Elon Musk, the eccentric Silicon Valley billionaire who heads such companies as Tesla and SpaceX, has a plan to save Australia.
On Thursday, Tesla’s vice president for energy products, Lyndon Rive, told the Australian Financial Review that he would “commit” to installing 100 to 300 megawatt-hours of batteries on the continent within 100 days. Then, asked by Australian billionaire Mike Cannon-Brookes on Twitter how serious Rive’s guarantee was, Musk responded confidently: “Tesla will get the system installed and working 100 days from contract signature or it is free. That serious enough for you?”

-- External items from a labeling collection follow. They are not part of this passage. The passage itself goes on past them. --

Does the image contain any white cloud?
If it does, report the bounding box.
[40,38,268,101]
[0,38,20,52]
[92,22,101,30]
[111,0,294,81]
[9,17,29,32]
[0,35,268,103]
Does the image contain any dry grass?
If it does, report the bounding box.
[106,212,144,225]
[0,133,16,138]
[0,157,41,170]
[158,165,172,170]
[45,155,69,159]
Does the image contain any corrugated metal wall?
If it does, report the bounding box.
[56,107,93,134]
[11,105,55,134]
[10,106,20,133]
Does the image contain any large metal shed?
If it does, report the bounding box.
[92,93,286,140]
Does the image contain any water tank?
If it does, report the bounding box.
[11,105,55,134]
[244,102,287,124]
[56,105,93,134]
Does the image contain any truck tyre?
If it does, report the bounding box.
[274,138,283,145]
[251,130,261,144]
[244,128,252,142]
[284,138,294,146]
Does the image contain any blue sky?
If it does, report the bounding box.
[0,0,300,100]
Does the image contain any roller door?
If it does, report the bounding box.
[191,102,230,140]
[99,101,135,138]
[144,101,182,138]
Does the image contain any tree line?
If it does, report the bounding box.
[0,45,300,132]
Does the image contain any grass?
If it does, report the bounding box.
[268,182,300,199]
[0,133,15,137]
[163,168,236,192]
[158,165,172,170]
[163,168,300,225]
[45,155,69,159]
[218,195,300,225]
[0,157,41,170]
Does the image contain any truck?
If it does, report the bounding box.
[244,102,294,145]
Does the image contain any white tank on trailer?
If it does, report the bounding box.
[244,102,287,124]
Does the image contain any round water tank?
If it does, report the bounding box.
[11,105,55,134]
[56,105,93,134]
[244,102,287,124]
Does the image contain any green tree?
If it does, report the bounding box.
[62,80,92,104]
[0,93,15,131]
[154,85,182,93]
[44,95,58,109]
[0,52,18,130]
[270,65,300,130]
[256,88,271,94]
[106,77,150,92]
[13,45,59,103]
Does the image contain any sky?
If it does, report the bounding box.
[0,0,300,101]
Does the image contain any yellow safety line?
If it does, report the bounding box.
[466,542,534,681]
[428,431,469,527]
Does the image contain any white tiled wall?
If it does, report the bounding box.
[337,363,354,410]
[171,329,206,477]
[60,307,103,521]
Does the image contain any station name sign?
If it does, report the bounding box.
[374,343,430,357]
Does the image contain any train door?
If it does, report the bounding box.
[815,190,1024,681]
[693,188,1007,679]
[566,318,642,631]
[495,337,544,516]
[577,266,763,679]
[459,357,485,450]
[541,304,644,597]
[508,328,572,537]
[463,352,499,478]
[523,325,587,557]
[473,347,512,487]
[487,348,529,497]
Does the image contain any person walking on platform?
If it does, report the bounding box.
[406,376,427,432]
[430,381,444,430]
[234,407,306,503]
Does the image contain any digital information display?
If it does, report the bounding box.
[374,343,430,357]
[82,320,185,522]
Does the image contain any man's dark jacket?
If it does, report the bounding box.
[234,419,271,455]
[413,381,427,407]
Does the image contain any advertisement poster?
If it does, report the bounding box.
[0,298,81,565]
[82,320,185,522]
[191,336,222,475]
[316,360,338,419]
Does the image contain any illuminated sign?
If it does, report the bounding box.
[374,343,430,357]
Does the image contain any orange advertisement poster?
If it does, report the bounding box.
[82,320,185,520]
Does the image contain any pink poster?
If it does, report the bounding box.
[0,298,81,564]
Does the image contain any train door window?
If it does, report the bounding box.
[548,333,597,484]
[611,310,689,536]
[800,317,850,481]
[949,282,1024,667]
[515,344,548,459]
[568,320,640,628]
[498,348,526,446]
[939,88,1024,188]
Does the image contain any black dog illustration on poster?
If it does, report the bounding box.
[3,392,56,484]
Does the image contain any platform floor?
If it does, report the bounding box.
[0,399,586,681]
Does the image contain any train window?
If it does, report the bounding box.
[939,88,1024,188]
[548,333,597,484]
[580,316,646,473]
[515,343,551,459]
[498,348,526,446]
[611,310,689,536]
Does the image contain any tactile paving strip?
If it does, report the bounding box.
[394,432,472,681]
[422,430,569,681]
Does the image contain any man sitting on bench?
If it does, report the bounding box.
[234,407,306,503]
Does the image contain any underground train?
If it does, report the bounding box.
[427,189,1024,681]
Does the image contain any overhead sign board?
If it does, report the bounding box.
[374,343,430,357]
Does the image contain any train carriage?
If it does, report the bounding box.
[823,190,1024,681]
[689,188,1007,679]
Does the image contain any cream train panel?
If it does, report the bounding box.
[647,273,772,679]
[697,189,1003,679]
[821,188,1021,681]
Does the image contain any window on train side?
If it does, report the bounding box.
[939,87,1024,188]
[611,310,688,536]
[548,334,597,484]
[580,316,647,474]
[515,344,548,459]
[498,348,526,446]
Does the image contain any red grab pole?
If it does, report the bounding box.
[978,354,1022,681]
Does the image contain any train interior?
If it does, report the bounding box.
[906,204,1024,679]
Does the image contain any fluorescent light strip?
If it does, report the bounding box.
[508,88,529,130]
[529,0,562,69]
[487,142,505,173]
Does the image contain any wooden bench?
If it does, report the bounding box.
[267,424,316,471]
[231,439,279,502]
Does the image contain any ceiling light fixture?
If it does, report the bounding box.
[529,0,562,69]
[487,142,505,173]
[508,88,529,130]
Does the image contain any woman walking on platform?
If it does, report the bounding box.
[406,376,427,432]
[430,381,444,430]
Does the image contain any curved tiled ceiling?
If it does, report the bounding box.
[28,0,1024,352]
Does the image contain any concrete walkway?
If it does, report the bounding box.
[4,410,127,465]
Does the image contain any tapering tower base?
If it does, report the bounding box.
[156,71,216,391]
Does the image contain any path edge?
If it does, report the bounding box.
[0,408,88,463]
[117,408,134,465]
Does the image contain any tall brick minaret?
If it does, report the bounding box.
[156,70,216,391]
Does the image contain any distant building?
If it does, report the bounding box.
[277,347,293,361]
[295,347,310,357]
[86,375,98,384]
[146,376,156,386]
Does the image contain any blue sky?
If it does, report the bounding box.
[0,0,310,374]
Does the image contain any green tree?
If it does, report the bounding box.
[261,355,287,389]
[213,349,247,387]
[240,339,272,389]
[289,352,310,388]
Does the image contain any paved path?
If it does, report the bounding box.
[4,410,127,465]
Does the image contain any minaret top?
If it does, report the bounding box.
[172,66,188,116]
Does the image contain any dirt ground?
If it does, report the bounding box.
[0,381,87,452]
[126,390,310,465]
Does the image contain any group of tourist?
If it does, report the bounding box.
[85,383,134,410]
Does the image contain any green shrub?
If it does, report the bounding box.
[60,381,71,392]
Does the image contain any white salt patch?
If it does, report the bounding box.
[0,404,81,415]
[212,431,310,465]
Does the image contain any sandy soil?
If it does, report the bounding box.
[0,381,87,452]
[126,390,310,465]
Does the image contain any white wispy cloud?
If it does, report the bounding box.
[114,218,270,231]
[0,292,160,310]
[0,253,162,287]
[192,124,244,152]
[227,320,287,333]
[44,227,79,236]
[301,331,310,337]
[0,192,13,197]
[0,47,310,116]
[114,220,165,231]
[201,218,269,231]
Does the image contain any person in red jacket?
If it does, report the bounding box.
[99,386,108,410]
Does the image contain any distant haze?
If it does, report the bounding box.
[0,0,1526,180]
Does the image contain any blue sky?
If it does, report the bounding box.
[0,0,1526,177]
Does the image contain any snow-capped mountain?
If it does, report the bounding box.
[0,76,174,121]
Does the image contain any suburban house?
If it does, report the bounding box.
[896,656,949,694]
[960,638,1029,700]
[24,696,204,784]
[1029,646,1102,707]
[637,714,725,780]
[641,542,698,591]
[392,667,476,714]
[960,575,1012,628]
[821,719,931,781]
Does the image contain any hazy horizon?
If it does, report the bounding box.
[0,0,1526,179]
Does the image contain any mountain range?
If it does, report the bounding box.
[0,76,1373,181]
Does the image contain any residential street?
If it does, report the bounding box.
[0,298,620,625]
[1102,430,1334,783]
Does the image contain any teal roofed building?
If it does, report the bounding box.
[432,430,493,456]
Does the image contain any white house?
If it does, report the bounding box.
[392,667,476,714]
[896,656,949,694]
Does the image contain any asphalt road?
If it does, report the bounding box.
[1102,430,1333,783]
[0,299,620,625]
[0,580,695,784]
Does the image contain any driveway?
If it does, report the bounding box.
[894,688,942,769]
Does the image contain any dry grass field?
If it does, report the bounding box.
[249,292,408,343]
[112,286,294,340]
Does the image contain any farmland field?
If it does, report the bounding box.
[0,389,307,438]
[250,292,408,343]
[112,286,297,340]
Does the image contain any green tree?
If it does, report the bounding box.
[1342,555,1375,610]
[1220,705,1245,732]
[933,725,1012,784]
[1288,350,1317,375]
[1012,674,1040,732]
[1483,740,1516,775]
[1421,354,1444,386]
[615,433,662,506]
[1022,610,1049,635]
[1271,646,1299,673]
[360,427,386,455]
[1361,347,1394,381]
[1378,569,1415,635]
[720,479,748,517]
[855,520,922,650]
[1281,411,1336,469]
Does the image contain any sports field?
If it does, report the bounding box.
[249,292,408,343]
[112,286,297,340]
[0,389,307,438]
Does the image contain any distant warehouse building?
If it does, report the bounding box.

@mcannonbrookes Tesla will get the system installed and working 100 days from contract signature or it is free. That serious enough for you?— Elon Musk (@elonmusk) March 10, 2017
Australia is in the midst of a gas supply shortage, which has threatened the nation’s power reserves. A recent report by the Australian Energy Market Operator (AEMO), an organization that manages much of the energy markets and power systems on the continent, predicted that declining gas production could lead to major electricity deficits as soon as summer 2018.
Meanwhile, south Australia has been hit particularly hard, with its 1.7 million people facing frequent energy cutbacks and power shortages. Last September, a slew of storms led to a statewide blackout that left some without power overnight.
As Vox’s Brad Plumer detailed in 2015, though Tesla may be known for making electric cars, it has been investing heavily in the manufacturing of other kinds of battery technologies, including a standalone lithium-ion battery that individuals can buy for their homes or businesses. In January 2017, this culminated in the completion of the “Gigafactory,” a massive battery cell production plant in Nevada that Bloomberg said would soon be the “world’s biggest factory.”
Musk’s certainty in his company’s ability to bring power to Australia so quickly comes in part from a similar success last year. A massive gas leak in late 2015 and early 2016 outside Los Angeles led to a fear of energy shortages throughout Southern California. Tesla built a 20 MW/80 MWh battery storage plant nearby in just three months.
Though it’s possible Musk and Tesla could achieve what they guaranteed in that short time frame, it could also just be a publicity stunt. Musk has a history of making odd or even outrageous claims, such as his belief that we all live in some advanced civilization’s video game simulation, or that humans will colonize Mars within the next decade.